По правую сторону от Белогуба ехал Лад, превратившийся в сильного воина. Он не обладал гигантским ростом своего отца, но был очень крепок. К седлу его коня был приторочен Феорг, чёрный арбалет, выкованный в подземной кузнице. По левую руку от Белогуба ехал приунывший и постаревший Комяга, воин, ранивший Авося у водопада.
— Ну не мог тогда никто выжить, — словно оправдываясь, произнёс Комяга.
— А ты почём знаешь? — сухо спросил Белогуб, и взгляд его на миг стал колючим. — Иль скрываешь что?!
— Нечего мне скрывать! — совсем приуныл Комяга.
— Это посмотрим. — А потом волхв вдруг помрачнел и тихо, словно разговаривая с самим собой, добавил: — Десять лет уж прошло, а я так и не разглядел, что за тень врага притаилась тогда в княжеском доме. Кто, кто же был этой тенью? Из-за кого всё изменится?

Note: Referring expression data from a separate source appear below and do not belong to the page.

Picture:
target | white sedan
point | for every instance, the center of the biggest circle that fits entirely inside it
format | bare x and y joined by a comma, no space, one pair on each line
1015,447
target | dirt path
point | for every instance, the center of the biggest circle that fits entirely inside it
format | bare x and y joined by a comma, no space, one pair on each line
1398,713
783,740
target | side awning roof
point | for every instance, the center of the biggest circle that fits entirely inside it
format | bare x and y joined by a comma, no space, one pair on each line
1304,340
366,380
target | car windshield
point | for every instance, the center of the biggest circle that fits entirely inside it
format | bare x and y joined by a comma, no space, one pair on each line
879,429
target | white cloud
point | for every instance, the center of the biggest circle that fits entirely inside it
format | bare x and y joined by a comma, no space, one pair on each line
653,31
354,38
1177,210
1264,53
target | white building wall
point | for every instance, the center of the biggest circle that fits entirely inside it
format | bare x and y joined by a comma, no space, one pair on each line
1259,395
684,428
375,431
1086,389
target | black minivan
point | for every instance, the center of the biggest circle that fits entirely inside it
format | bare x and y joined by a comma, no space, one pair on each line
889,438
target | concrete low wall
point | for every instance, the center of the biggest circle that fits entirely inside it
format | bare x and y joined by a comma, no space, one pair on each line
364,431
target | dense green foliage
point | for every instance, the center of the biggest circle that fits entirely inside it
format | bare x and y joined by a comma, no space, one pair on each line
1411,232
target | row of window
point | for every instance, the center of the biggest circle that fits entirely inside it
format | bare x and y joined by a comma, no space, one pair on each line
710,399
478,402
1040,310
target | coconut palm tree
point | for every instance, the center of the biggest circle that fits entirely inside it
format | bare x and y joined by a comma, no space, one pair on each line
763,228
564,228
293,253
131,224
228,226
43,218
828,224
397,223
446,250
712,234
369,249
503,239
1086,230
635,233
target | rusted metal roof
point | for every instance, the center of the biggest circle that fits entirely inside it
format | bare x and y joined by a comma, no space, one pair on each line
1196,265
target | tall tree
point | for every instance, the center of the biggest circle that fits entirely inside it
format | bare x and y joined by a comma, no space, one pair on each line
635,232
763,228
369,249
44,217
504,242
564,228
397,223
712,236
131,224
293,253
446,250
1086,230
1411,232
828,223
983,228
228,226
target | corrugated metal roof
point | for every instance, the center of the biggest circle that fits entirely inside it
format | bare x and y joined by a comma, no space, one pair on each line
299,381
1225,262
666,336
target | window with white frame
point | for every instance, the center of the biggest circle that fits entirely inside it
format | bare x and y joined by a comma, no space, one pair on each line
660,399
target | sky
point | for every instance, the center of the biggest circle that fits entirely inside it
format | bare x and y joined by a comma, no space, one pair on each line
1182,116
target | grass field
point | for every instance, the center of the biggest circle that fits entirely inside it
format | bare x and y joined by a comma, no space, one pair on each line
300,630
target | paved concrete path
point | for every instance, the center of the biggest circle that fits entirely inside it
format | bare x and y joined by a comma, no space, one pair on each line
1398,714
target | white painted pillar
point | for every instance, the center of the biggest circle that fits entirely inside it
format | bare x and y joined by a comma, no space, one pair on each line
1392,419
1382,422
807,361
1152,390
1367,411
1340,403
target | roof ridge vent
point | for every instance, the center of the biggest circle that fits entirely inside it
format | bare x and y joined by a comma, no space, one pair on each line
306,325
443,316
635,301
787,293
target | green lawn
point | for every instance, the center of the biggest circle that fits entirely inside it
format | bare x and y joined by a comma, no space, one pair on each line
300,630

— Волхв, — встрял в разговор Лад, — поговаривают о тайной дочери Олега.
— Да-да, — оживился Комяга. — Что вроде её он и собирается выдать за княжича Игоря. Варяги зовут её Хельга. По-нашему будет Ольга.
— Тайная дочь Олега мне не опасна, — обронил Белогуб.
— Это почему? — не понял Комяга.
— Смотрю, Комяга, время совсем не пощадило твою голову, — сказал Белогуб, а Лад усмехнулся этим словам. — Потому что в ней кровь Рюрика, а не рода Куницы. Лад, — повернул он голову к молодому человеку, — на тебя вся надежда.